グリーンエネルギーが鉱物需要に与える影響
国際エネルギー機関(IEA)の最近の報告書によると、世界的なグリーンエネルギーへのシフトは、化石燃料への依存を減らし、ネットゼロ目標を達成するために、銅、ニッケル、リチウム、コバルトなどのグリーンメタル(環境に配慮した金属)や鉱物の需要を高めています。これらの元素は、再生可能エネルギー技術、エネルギー貯蔵システム、電気自動車など多くの用途に不可欠な要素です。世界がよりクリーンでサステナブル(持続可能)なエネルギー源への移行を加速させる中、これらの重要鉱物の需要は急増すると予測されます。
しかし、グリーンエネルギーへの急務のシフトは課題ももたらしています。今後3~5年で、グリーンメタルや鉱物の需要は供給を上回り、大幅な価格上昇につながると予想されています。こうした資源の入手可能性は限られているため、鉱山会社は増産と最適化、サプライチェーンへのアクセスの確保、信頼できるバリューチェーンの開発を競っています。
世界のエネルギー転換におけるアジア太平洋地域のチャンス
アジア太平洋地域は、世界のエネルギー転換における重要なプレーヤーになりつつあります。中国、オーストラリア、インドネシアは、リチウムやニッケルといった重要鉱物の世界トップクラスの生産国であり、豊富な地質埋蔵量とこれらの鉱物抽出の専門知識を有しています。重要鉱物の需要が増加するにつれ、各国政府はこれらの鉱物へのアクセスを確保し、外部供給源への依存を減らし、サプライチェーンの混乱に対処するための緊急時対応計画を策定するために、政策や規制を導入または更新しています。これは、パンデミックや地政学的不確実性を受けて、重要鉱物のための立ち直りの早い信頼できるサプライチェーンを確立しようとする、より広範な世界的動きと一致しています。
例えば、オーストラリア連邦政府は、「重要鉱物戦略2023-2030」を策定し、オンショアリング(川下の加工・製造能力を拡大すること)を含むいくつかの方法で、この分野を成長させようとしています。
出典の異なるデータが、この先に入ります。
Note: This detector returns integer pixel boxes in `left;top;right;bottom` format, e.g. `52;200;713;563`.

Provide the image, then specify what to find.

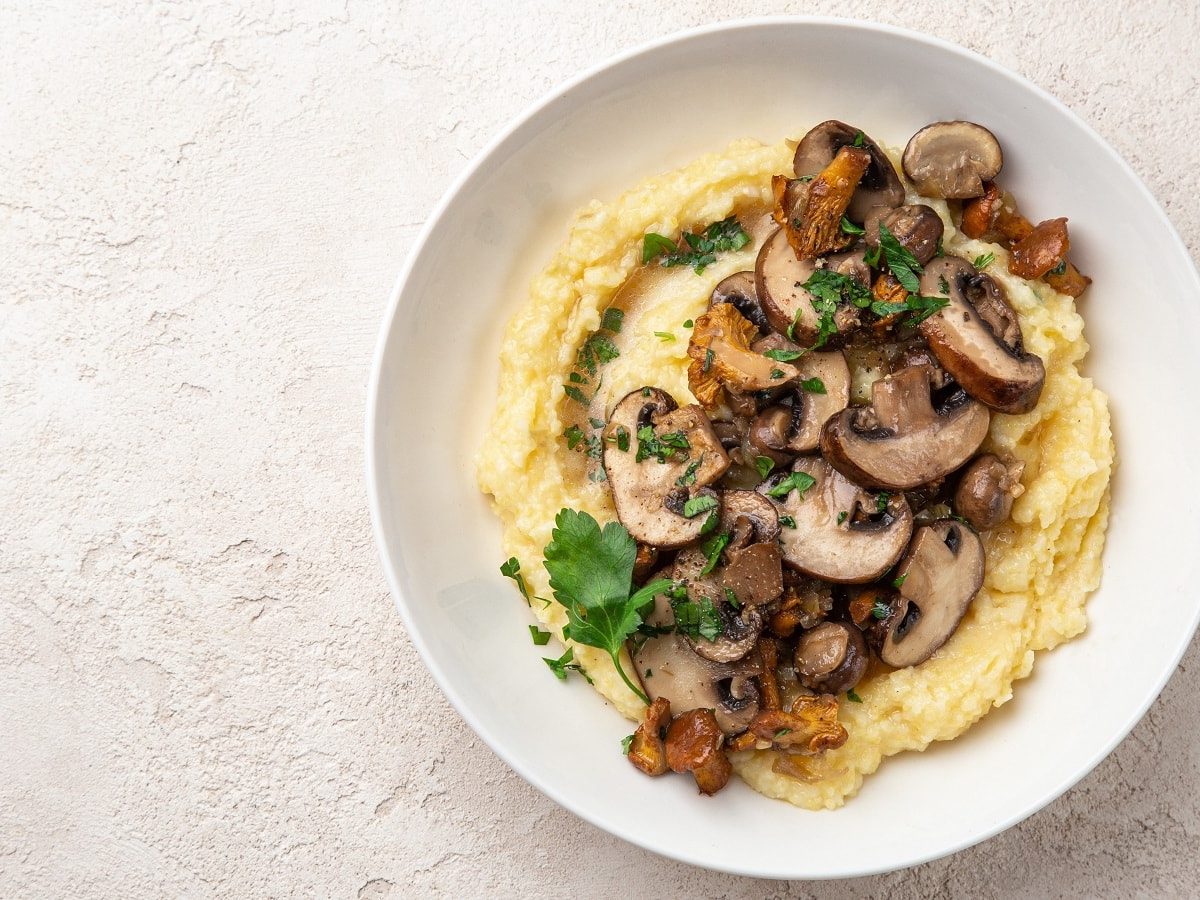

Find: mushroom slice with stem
688;304;799;409
750;335;850;453
900;121;1004;200
880;518;983;668
630;585;758;734
821;366;991;491
918;257;1045;414
954;454;1025;532
863;203;946;265
793;622;870;694
758;456;912;584
708;271;770;335
792;119;904;222
755;228;866;348
604;388;730;547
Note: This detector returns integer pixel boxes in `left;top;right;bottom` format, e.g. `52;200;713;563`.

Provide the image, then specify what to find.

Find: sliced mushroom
919;257;1045;414
880;518;983;668
863;203;946;265
821;366;991;491
793;622;869;694
630;585;758;734
900;121;1004;200
758;456;912;584
604;388;730;547
708;272;770;335
750;335;850;453
755;228;862;348
792;119;904;222
954;454;1025;532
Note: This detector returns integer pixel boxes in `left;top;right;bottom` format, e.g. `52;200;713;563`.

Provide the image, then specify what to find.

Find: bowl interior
367;19;1200;878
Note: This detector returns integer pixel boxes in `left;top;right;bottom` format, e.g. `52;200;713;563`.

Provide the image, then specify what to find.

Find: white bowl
366;18;1200;878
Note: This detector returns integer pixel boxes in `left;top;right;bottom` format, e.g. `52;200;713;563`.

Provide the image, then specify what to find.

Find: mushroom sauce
478;121;1114;809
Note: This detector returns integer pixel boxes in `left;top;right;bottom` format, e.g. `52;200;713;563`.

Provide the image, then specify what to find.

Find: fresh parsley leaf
767;472;816;499
500;557;533;606
700;528;733;577
600;306;625;335
683;493;718;518
762;350;804;362
754;456;775;478
642;232;679;264
880;222;922;294
544;509;671;703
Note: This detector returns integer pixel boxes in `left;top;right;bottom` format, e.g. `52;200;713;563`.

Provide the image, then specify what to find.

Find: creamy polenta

そうすることで、オーストラリアはバリューチェーンをより多く獲得し、経済成長と雇用創出の両方に貢献できるサステナブルな産業を創出しようとしています。
「フレンドシェアリング」は、重要鉱物の分野で普及しつつあるもう一つの貿易慣行であり、グリーンな鉱物をより安定的に供給するために、各国が他の信頼できる国と協力し、同盟や協定を結んでいます。
インドや中国のような国々は、環境目標を達成するために再生可能エネルギーや関連技術に多額の投資を行なっており、アジア太平洋地域全体では、世界的なサステナビリティの目標に沿って、採掘や生産においてより環境に優しくサステナブルな慣行を優先しています。